Has anyone tried the wildcamping spot at Killaloe Co Clare or any others in that rough area? Heading down this afternoon for long weekend to see family in Limerick but don't want to stay in the city. All comments much appreciated!! (we're still quite new to this!)


----------



## havingfun (Oct 31, 2007)

*co.clare wild camping*

hi,

thought i reconised the name of the town,we put a wild camping spot on the map for killaloe,and we need to upgrade it because we found this time you can also park across the river in ballina.

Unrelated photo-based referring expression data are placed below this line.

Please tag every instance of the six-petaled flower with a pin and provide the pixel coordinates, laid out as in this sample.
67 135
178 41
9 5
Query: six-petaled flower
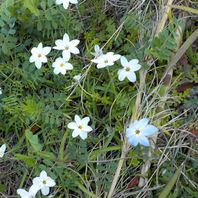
106 60
139 131
61 66
44 182
67 47
39 55
128 70
80 127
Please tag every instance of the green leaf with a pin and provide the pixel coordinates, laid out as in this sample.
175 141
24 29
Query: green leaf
33 140
29 161
170 184
31 5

both spots are along the river,canal when you come over the bridge from ballina,turn sharp left,and at the end of the car park is where all the vans park up,if its full,back over the bridge and turn sharp right,follow down the road until you see the sign for the park,about hundred yards,turn in and there are several places to park.

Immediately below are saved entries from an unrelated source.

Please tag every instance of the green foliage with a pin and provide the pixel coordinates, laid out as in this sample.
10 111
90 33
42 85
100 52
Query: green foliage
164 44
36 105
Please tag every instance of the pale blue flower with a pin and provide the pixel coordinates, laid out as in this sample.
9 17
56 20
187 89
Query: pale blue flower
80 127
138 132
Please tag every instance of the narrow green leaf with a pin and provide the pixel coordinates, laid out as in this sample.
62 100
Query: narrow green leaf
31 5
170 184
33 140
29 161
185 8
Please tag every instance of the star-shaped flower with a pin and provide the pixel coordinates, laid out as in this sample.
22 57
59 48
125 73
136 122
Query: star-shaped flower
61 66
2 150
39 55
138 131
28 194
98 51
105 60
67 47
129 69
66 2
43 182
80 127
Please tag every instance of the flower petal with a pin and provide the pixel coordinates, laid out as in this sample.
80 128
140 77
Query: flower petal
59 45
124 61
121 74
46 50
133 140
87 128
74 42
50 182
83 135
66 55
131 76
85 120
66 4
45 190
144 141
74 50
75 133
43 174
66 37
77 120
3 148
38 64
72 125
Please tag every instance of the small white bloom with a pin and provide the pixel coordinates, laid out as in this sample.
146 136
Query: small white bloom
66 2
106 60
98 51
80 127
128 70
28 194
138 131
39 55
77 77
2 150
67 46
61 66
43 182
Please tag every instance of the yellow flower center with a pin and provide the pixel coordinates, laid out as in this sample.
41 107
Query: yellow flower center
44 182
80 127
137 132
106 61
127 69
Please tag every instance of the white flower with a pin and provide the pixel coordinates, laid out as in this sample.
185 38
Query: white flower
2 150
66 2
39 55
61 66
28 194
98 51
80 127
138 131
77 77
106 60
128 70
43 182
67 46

there is water just over the other side of the bridge,near the tourist office,and a toilet

mags,

p.s. most places will let you park,we have just done another 8weeks,wilding,and had no props anywhere,just ask the locals,so helpful.


----------



## erneboy (Feb 8, 2007)

There are endless places all along that coast, so many we stopped recording them. Just keep turning towards the sea, you can't go wrong, Alan.


----------



## philbre (Nov 13, 2008)

*no prob*

v easy anywhere in the area, have fun


----------



## Telrac (Jun 26, 2010)

Thanks very much everyone - we ended up at the spot in Killaloe for two nights then had a night in Mountshannon wildcamping at the marina which was awesome and I will definately add to the list!


----------